In one, volunteers were asked to judge the answers that others had (ostensibly) given to questions about geography. Sometimes, the answers were rounded to the 100th place—20.85 miles—sometimes to the closest whole number—21 miles. Volunteers estimated the confidence level of the people who had provided these answers, from complete confidence to complete lack of confidence. They found that the geography “experts” were judged to be more confident if their answers had more digits. In other words, precision was seen as an indicator of self-assurance.

The second study examined the implications of this finding. How do we weigh advice from others, and which experts do we trust, using this numerical clue. Volunteers played a game similar to TV’s “The Price Is Right,” in which they used suggestions from the audience to help them. Some of the audience suggestions were rounded to zero ($60), some not ($63). The volunteers’ choices indicated who they trusted to guide them in their decisions. And as reported in a forthcoming article in the journal Psychological Science, they clearly preferred the more precise advisors.
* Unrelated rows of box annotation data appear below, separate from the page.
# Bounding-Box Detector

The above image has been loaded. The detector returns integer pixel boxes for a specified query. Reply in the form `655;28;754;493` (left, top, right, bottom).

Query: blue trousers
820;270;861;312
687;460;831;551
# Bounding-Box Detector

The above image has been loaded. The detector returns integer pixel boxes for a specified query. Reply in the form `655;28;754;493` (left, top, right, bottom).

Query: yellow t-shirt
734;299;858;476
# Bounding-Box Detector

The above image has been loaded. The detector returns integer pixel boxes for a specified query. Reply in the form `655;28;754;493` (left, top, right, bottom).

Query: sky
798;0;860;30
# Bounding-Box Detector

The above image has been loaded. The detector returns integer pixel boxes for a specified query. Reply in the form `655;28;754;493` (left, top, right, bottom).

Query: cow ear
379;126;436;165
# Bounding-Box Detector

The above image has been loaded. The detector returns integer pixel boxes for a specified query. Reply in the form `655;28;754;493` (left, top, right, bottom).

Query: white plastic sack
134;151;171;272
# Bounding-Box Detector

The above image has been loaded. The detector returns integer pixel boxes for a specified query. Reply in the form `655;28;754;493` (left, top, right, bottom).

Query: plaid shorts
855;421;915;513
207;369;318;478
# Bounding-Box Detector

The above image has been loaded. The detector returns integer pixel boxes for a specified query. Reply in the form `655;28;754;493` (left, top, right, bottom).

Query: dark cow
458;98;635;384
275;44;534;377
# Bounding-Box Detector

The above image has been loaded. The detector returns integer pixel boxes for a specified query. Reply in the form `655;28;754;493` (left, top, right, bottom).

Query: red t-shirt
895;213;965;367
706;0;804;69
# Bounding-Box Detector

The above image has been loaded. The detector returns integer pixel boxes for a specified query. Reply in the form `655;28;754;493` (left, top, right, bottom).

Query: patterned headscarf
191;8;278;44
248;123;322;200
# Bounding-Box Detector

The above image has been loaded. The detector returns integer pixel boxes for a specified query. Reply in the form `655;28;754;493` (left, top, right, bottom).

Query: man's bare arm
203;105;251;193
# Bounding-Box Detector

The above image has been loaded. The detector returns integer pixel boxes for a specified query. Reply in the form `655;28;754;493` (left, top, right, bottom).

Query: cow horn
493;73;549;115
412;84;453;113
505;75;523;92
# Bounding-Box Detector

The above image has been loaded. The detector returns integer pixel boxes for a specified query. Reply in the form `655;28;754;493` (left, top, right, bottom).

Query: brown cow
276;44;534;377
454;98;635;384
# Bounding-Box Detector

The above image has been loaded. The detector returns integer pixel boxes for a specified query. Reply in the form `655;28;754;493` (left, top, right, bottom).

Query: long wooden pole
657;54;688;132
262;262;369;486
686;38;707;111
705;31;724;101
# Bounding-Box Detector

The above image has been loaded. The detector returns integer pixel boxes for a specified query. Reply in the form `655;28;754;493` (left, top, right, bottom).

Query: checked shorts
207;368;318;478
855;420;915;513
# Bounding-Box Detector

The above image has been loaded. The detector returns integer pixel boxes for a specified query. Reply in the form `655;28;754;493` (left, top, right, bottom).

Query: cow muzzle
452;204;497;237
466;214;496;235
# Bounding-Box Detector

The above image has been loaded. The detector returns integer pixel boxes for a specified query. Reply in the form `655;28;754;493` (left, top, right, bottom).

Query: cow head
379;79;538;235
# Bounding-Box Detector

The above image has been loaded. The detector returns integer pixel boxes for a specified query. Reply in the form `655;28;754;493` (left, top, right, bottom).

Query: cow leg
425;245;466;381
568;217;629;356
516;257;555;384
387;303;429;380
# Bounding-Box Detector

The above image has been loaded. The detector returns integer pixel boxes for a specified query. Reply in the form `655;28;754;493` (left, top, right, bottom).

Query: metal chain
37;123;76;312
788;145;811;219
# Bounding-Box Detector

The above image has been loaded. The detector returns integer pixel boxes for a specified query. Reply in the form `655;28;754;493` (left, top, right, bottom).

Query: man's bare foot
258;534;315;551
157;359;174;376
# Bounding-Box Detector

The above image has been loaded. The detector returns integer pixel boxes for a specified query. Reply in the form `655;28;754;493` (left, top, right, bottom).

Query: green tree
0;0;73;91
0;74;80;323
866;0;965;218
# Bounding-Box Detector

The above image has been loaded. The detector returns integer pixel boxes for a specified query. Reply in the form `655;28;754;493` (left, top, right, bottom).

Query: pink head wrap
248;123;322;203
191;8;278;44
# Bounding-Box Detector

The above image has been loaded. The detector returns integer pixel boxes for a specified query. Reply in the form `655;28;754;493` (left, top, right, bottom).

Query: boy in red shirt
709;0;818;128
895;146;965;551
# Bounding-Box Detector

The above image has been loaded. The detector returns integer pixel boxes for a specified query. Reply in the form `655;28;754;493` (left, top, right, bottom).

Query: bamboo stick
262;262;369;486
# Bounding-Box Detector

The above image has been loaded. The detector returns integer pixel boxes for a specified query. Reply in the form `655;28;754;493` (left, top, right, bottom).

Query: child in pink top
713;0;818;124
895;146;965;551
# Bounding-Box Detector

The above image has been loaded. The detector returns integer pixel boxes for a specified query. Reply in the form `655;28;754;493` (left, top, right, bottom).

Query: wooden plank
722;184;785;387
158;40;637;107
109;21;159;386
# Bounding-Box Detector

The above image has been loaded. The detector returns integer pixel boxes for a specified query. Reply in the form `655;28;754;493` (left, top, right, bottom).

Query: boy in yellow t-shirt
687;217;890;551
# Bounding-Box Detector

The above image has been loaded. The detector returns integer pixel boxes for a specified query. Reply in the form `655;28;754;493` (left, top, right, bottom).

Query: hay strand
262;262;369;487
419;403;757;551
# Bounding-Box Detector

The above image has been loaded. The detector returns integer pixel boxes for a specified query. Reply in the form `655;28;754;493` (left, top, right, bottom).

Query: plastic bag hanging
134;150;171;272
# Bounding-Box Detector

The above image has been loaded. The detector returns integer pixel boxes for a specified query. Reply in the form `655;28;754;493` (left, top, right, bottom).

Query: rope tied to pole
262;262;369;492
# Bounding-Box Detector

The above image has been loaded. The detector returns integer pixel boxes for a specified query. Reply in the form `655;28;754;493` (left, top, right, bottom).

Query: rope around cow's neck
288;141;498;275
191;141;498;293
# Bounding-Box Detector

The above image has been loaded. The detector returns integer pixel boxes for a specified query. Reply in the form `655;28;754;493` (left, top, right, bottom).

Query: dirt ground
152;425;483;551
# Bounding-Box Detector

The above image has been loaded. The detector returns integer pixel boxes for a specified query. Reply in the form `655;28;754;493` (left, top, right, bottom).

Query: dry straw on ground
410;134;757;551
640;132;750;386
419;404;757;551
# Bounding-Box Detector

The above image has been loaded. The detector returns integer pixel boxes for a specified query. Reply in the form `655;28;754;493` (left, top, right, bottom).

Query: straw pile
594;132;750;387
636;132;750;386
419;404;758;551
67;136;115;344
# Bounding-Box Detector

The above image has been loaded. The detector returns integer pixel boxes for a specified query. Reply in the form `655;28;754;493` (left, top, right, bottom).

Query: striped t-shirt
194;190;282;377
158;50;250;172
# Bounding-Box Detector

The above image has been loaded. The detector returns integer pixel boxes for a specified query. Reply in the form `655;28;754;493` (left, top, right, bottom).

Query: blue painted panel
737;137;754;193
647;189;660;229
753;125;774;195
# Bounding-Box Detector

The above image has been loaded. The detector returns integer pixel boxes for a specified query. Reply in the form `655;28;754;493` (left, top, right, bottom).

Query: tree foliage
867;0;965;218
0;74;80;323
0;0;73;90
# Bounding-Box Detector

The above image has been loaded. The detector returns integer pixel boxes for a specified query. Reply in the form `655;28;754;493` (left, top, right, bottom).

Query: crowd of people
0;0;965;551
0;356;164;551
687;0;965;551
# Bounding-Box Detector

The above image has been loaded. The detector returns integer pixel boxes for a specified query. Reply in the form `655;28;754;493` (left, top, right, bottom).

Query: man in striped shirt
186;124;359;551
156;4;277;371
So it appears that we infer others’ confidence based on their precision, and prefer their advice, incorporating their precise expertise into our own judgments.  This may have real-world implications, determining in part which politician’s budget analysis to support, which financial analyst’s profit forecast to heed, which doctor’s view of drug risks to trust.

And of course, this all has to do with perceptions of confidence—not true expertise. Savvy charlatans may intuit this cognitive bias, and use false precision to create an air of confidence—and the illusion of expertise. As Oppenheimer notes, sports pundits are notorious for their excessive precision in reporting information that ranges from meaningless to misleading.